I‘ve long been aware of, and irritated by, the Christian Right’s Traditional Values Coalition. But recent comments made by its head, Rev. Louis Sheldon (left), are more than irritating. They are, to put it bluntly, infuriating.
In an interview with Larry Kohler-Esses, editor-at-large for Jewish Weekly, Sheldon said that he and “a lot” of others close to Ted Haggard knew about the latter’s homosexual leanings “but we weren’t sure just how to deal with it. Ted and I had a discussion,” Sheldon told Esses, and stated Haggard revealed his struggle at one point: “He said homosexuality is genetic. I said, no it isn’t. But I just knew he was covering up. They need to say that.”
There’s plenty I could say about that last sentence. But I’ll hold myself in check for now on that score. If you knew, Rev. Sheldon, he was covering up, why didn’t you confront him? Did you push him toward getting counseling? Did you insist he confess these temptations to his Church board and his fellow leaders amongst the National Assocation of Evangelicals? Did you ask him if he struggled with porn use, internet porn, or had ever acted out sexually? Did you urge him to join, and monitor his progress in joining, Sexaholics Anonymous or another such group that helps those struggling with sex addictions?
I do happen to believe that gayness is not genetic. I have seen real gays change, including my friends John Smid and Mario Bergner. But I also don’t believe it is easily battled or even easily discussed. Yet not discussing it can result only in the many who struggle with same sex desires within the Evangelical Church being left in a double-bind. “Don’t ask, don’t tell” — that’s the way we do it, huh?
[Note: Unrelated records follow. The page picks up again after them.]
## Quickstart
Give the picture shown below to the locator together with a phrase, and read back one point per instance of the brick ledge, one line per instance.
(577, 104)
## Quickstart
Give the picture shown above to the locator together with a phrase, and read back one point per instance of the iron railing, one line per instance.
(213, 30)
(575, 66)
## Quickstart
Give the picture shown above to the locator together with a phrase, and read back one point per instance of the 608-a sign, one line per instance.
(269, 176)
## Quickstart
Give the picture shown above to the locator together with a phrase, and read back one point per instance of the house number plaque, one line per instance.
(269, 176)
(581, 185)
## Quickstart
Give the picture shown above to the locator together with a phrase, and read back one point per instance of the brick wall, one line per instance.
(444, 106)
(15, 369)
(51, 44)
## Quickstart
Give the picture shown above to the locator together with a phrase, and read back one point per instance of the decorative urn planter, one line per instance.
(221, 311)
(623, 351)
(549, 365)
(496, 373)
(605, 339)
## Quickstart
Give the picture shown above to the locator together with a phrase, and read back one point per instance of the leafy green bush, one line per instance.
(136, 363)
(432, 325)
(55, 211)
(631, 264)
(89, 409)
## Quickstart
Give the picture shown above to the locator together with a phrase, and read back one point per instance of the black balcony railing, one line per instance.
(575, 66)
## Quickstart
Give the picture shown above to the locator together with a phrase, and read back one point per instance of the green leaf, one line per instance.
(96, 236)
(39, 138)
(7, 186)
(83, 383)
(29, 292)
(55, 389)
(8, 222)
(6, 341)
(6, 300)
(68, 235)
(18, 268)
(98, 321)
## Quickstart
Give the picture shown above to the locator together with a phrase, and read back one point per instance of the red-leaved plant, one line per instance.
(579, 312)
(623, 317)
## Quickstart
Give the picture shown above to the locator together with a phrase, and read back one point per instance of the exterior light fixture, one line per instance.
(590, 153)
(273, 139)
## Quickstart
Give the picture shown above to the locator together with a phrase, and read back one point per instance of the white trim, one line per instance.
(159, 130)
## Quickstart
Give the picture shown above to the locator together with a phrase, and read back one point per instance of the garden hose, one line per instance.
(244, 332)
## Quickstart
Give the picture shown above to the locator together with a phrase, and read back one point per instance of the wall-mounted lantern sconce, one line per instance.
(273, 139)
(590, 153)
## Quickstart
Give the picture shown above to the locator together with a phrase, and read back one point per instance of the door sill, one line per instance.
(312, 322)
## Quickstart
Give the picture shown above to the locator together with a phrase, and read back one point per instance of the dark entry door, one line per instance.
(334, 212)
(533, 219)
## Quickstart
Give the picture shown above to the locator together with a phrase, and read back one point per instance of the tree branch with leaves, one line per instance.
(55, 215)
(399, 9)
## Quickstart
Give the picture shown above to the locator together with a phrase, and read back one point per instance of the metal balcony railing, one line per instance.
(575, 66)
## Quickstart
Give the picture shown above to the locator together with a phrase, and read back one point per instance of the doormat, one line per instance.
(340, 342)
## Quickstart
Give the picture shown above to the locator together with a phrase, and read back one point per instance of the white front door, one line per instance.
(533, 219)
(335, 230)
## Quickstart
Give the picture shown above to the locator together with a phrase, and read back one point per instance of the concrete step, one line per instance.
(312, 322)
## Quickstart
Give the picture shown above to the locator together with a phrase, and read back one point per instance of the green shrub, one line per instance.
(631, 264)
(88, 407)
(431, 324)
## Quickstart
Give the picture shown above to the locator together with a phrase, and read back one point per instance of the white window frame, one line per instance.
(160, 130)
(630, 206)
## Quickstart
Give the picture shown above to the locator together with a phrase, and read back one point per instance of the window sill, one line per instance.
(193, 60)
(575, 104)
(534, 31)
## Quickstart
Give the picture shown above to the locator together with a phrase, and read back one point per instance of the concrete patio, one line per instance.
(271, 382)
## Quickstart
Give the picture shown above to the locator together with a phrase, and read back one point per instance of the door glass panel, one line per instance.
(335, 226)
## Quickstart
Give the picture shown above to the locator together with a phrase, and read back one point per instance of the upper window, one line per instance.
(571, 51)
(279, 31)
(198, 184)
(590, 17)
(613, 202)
Leave the Haggards of the world in a situation where everything is okay on the surface, but don’t let me see beneath the surface to who you really are as a human being in all your darkness and pain and hurt. After all, that might reveal my own hurt and darkness. Better to leave all this untouched, while advocating a moral America which never did, and never will exist.
And what does this teach the watching world about our attitude toward temptation — any kind of temptation? Is it wrong for someone to be tempted homosexually? The answer is no. Yet if we make it dangerous even to mention that we are tempted, what will be the inevitable outcome? Temptation undealt with leads to failure — sin. If we cannot even be honest about homosexual temptation — heck, sexual temptation period! — how can we hope to model in our actions and lives a morality that is anything more than the most hypocritical puke?
This all makes me angry. And to you, Rev. Sheldon, along with all the others who knew and allowed this struggle to remain a secret, shame. Ted’s sin may be less than yours. I ache for the day when this sort of “super-spiritual offal” is finally shoveled out of our pulpits, radio shows, and maybe even lives. Real Christianity can’t even get started while the centerpiece of our lives is all about appearances. Why? Because real Christianity is about shedding them.